HOW YOU HEAR
Our hearing system is divided into four key areas: the outer ear, the middle ear, the inner ear and the central auditory pathways. All four components work together to allow us to hear as we do. The sound first enters the ear at the pinna where it is funneled down the ear canal. The ear canal has hairs and glands that produce wax called cerumen. Cerumen keeps the ear canal moist and lubricated. Sound travels through the ear canal where it meets the tympanic membrane or eardrum.
The vibrations at the eardrum set the bones of the middle ear into motion. The three bones are called the ossicles which include the malleus, incus and stapes. These three bones are the smallest bones in the human body. The third bone, the stapes, transmits the vibrations of the middle ear to the inner ear through the stapes footplate.

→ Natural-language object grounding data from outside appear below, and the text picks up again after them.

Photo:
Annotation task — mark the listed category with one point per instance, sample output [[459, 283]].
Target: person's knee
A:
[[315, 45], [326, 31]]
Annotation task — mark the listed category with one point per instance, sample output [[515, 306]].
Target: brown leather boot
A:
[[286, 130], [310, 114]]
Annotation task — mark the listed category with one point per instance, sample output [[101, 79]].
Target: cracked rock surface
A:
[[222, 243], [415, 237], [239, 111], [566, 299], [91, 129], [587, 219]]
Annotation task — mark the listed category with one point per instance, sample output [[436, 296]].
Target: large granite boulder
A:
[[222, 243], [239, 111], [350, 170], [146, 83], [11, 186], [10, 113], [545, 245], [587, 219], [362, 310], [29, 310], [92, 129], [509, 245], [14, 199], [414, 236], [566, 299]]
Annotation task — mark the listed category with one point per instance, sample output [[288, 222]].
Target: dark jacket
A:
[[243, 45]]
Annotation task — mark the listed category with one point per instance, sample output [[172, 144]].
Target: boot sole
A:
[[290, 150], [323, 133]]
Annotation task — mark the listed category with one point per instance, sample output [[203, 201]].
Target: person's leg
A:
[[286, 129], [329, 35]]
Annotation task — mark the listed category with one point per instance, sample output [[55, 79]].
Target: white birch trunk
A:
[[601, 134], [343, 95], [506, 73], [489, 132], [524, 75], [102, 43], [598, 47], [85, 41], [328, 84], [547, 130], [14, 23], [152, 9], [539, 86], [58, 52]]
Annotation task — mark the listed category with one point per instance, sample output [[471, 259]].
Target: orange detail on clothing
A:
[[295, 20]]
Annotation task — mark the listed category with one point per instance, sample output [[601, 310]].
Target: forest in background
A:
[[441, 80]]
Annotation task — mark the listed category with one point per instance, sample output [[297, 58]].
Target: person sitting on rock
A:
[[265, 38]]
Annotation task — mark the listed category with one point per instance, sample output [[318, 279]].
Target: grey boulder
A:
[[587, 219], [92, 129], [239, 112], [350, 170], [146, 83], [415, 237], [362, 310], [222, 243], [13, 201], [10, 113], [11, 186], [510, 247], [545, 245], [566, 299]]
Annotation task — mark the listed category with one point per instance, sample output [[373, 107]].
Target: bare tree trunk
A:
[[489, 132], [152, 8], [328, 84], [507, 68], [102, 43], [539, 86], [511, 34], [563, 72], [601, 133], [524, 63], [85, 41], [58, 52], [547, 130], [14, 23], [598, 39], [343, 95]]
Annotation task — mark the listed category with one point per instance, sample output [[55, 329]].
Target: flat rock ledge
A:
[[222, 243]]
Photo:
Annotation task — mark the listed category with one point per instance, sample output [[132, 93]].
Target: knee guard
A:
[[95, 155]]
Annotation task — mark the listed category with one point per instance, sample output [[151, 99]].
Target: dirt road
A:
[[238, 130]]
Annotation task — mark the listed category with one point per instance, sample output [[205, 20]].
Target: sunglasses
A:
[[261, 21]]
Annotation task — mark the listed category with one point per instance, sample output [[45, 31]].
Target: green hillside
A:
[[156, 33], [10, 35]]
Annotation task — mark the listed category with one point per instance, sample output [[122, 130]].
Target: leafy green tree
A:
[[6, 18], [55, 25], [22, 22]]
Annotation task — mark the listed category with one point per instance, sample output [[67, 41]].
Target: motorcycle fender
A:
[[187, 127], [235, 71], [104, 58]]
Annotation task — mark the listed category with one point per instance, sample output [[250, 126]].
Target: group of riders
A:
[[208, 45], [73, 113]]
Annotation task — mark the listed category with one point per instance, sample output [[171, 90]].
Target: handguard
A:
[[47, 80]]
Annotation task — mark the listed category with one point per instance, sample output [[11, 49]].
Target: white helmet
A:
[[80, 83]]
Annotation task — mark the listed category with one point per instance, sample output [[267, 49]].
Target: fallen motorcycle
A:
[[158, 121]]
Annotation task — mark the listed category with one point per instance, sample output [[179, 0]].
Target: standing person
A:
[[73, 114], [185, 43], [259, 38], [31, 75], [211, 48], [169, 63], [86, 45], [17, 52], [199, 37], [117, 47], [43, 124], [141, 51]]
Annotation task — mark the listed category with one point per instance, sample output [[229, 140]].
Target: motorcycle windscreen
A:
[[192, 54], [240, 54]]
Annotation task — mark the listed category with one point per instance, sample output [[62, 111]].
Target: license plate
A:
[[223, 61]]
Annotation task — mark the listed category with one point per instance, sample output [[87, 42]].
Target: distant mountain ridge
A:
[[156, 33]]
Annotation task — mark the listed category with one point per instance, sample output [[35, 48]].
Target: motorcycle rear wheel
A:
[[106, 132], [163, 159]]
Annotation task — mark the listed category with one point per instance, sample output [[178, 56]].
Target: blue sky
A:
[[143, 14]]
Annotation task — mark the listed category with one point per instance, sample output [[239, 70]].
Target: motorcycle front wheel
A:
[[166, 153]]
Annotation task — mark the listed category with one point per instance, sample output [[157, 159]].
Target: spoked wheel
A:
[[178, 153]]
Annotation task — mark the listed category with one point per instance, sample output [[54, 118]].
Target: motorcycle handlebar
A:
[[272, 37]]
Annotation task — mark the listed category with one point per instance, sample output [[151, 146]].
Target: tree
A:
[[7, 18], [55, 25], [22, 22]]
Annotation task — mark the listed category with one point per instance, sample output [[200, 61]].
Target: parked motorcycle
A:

The inner ear can be divided into two components. One component is for hearing and the other component is for balance. The hearing portion consists of the cochlea and the nerve for hearing. The cochlea is a snail-shaped bony structure that is responsible for receiving the sound signal by tiny hair cells. These hair cells transmit the sound to the auditory nerve which will carry sound to the brain.
The fourth component is the central auditory pathway. This system is a complex network of neural pathways in the brain that is responsible for sound localization, speech understanding in noisy listening situations, and other complex sounds, such as music perception.
Damage or impairment to any one of these components that make up our hearing system can contribute to hearing impairment. Hearing loss can mislead our brain with a loss of audibility and distortion in the message that is trying to reach the brain. The ears and the brain work together in a sophisticated manner to process sound and allow us to hear as we do.